Di fatto il porporato, in Francia, incarna pienamente la crisi che la Chiesa sta attraversando con gli scandali di abusi e con gli insabbiamenti. Dopo le audizioni, la procuratrice Charlotte Trabut non aveva formulato accuse precise né contro l’arcivescovo né contro i cinque ex membri della diocesi indagati assieme a lui, garantendo la sua imparzialità. Una posizione difficile da tenere dopo le testimonianze, crude e struggenti, consegnate da alcuni ex scout. Ma la sua posizione era anche in linea con precedenti indagini dei pm che erano state chiuse senza formulazione di accuse per fatti avvenuti prima del 1991.

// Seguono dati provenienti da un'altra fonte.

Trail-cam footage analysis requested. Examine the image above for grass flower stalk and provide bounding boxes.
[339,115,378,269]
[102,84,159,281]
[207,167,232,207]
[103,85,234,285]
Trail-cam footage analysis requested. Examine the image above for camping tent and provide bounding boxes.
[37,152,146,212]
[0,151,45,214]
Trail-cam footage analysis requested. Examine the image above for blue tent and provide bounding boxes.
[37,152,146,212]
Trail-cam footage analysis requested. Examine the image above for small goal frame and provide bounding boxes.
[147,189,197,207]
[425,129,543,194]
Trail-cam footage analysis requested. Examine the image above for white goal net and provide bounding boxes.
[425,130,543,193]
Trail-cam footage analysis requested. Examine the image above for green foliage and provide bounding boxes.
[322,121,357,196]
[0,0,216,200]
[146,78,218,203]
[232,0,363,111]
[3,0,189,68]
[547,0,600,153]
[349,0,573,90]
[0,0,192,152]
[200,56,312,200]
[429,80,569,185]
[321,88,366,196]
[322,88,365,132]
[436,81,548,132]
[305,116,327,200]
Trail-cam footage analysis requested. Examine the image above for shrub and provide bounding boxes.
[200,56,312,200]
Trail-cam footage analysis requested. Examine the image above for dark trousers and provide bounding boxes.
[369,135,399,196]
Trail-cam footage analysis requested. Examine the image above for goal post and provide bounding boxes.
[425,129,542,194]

Supportati dall’associazione di vittime ‘La Parole libéréè, nove uomini hanno prima accusato padre Preynat di averli abusati – fatti per i quali quest’ultimo non è stato processato -, quindi hanno presentato denuncia contro chi avrebbe coperto gli abomini del sacerdote. In assenza di procedimenti giudiziari, nel 2017 hanno fatto richiesta di convocazione diretta davanti al tribunale, che ha garantito loro un processo, bypassando le indagini che si erano chiuse con un nulla di fatto. “Non ho mai cercato di nascondere nulla, tantomeno questi fatti orribili”, si è difeso il prelato 68enne davanti al giudice, spiegando di aver saputo degli abusi di Padre Preynat solo nel 2014, quando una vittima si confidò con lui. Però per l’avvocato di parte civile, Jean Boudot, il cardinale era a conoscenza dei fatti almeno dal 2010, quando parlò con il prete dei rumors che giravano attorno a lui. Sapeva abbastanza, al momento, per denunciarlo? Per l’arcivescovo no, per i suoi accusatori sì e il pubblico ministero era d’accordo con loro. La mancata denuncia di aggressione sessuale sui minori di 15 anni è classificata dal codice penale francese tra i reati di ostruzione alla giustizia, la cui “intenzionalità” nel caso di Barbarin non sembrava stabilita. C’è però uno scambio di lettere avvenuto nel 2015 tra il vescovo e il Vaticano, che gli consigliava di licenziare il prete “evitando lo scandalo pubblico”: istruzioni seguite alla lettera dal cardinale, per sua stessa ammissione. I querelanti avevano dichiarato che dal processo, qualsiasi fosse stato il verdetto, si aspettavano “l’inizio di una nuova era“.